1 files changed, 570 insertions, 0 deletions
diff --git a/lib/jython/Lib/codecs.py b/lib/jython/Lib/codecs.py
new file mode 100644
index 000000000..e04e9dd03
--- /dev/null
+++ b/lib/jython/Lib/codecs.py
@@ -0,0 +1,570 @@
+""" codecs -- Python Codec Registry, API and helpers.
+
+
+Written by Marc-Andre Lemburg (mal@lemburg.com).
+
+(c) Copyright CNRI, All Rights Reserved. NO WARRANTY.
+
+"""#"
+
+import struct,types,__builtin__
+
+### Registry and builtin stateless codec functions
+
+try:
+    from _codecs import *
+except ImportError,why:
+    raise SystemError,\
+          'Failed to load the builtin codecs: %s' % why
+
+__all__ = ["register","lookup","open","EncodedFile","BOM","BOM_BE",
+           "BOM_LE","BOM32_BE","BOM32_LE","BOM64_BE","BOM64_LE"]
+
+### Constants
+
+#
+# Byte Order Mark (BOM) and its possible values (BOM_BE, BOM_LE)
+#
+BOM = struct.pack('=H',0xFEFF)
+#
+BOM_BE = BOM32_BE = '\376\377'
+#       corresponds to Unicode U+FEFF in UTF-16 on big endian
+#       platforms == ZERO WIDTH NO-BREAK SPACE
+BOM_LE = BOM32_LE = '\377\376'
+#       corresponds to Unicode U+FFFE in UTF-16 on little endian
+#       platforms == defined as being an illegal Unicode character
+
+#
+# 64-bit Byte Order Marks
+#
+BOM64_BE = '\000\000\376\377'
+#       corresponds to Unicode U+0000FEFF in UCS-4
+BOM64_LE = '\377\376\000\000'
+#       corresponds to Unicode U+0000FFFE in UCS-4
+
+
+### Codec base classes (defining the API)
+
+class Codec:
+
+    """ Defines the interface for stateless encoders/decoders.
+
+        The .encode()/.decode() methods may implement different error
+        handling schemes by providing the errors argument. These
+        string values are defined:
+
+         'strict' - raise a ValueError error (or a subclass)
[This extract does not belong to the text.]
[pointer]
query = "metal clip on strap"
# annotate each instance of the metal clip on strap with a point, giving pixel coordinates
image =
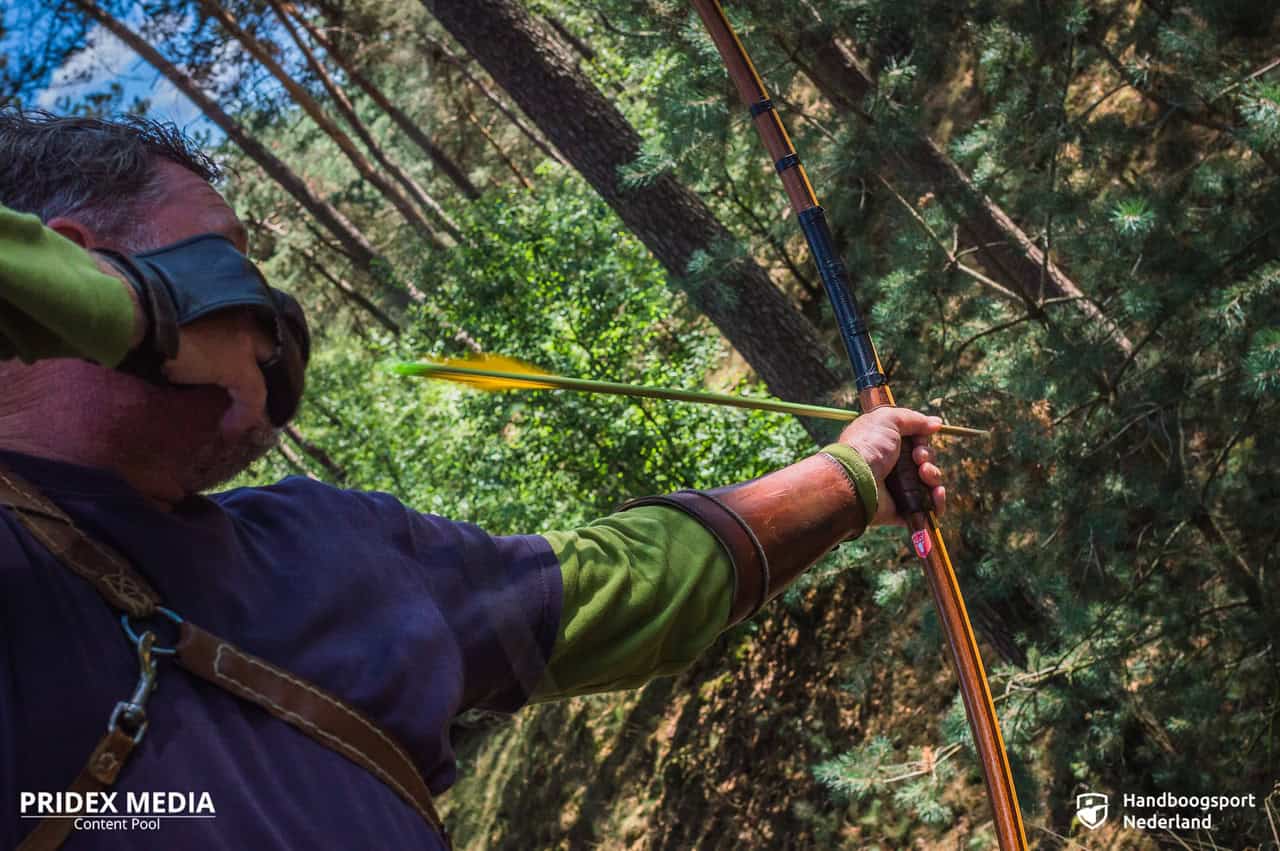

+         'ignore' - ignore the character and continue with the next
+         'replace' - replace with a suitable replacement character;
+                    Python will use the official U+FFFD REPLACEMENT
+                    CHARACTER for the builtin Unicode codecs.
+
+    """
+    def encode(self,input,errors='strict'):
+
+        """ Encodes the object input and returns a tuple (output
+            object, length consumed).
+
+            errors defines the error handling to apply. It defaults to
+            'strict' handling.
+
+            The method may not store state in the Codec instance. Use
+            StreamCodec for codecs which have to keep state in order to
+            make encoding/decoding efficient.
+
+            The encoder must be able to handle zero length input and
+            return an empty object of the output object type in this
+            situation.
+
+        """
+        raise NotImplementedError
+
+    def decode(self,input,errors='strict'):
+
+        """ Decodes the object input and returns a tuple (output
+            object, length consumed).
+
+            input must be an object which provides the bf_getreadbuf
+            buffer slot. Python strings, buffer objects and memory
+            mapped files are examples of objects providing this slot.
+
+            errors defines the error handling to apply. It defaults to
+            'strict' handling.
+
+            The method may not store state in the Codec instance. Use
+            StreamCodec for codecs which have to keep state in order to
+            make encoding/decoding efficient.
+
+            The decoder must be able to handle zero length input and
+            return an empty object of the output object type in this
+            situation.
+
+        """
+        raise NotImplementedError
+
+#
+# The StreamWriter and StreamReader class provide generic working
+# interfaces which can be used to implement new encodings submodules
+# very easily. See encodings/utf_8.py for an example on how this is
+# done.
+#
+
+class StreamWriter(Codec):
+
+    def __init__(self,stream,errors='strict'):
+
+        """ Creates a StreamWriter instance.
+
+            stream must be a file-like object open for writing
+            (binary) data.
+
+            The StreamWriter may implement different error handling
+            schemes by providing the errors keyword argument. These
+            parameters are defined:
+
+             'strict' - raise a ValueError (or a subclass)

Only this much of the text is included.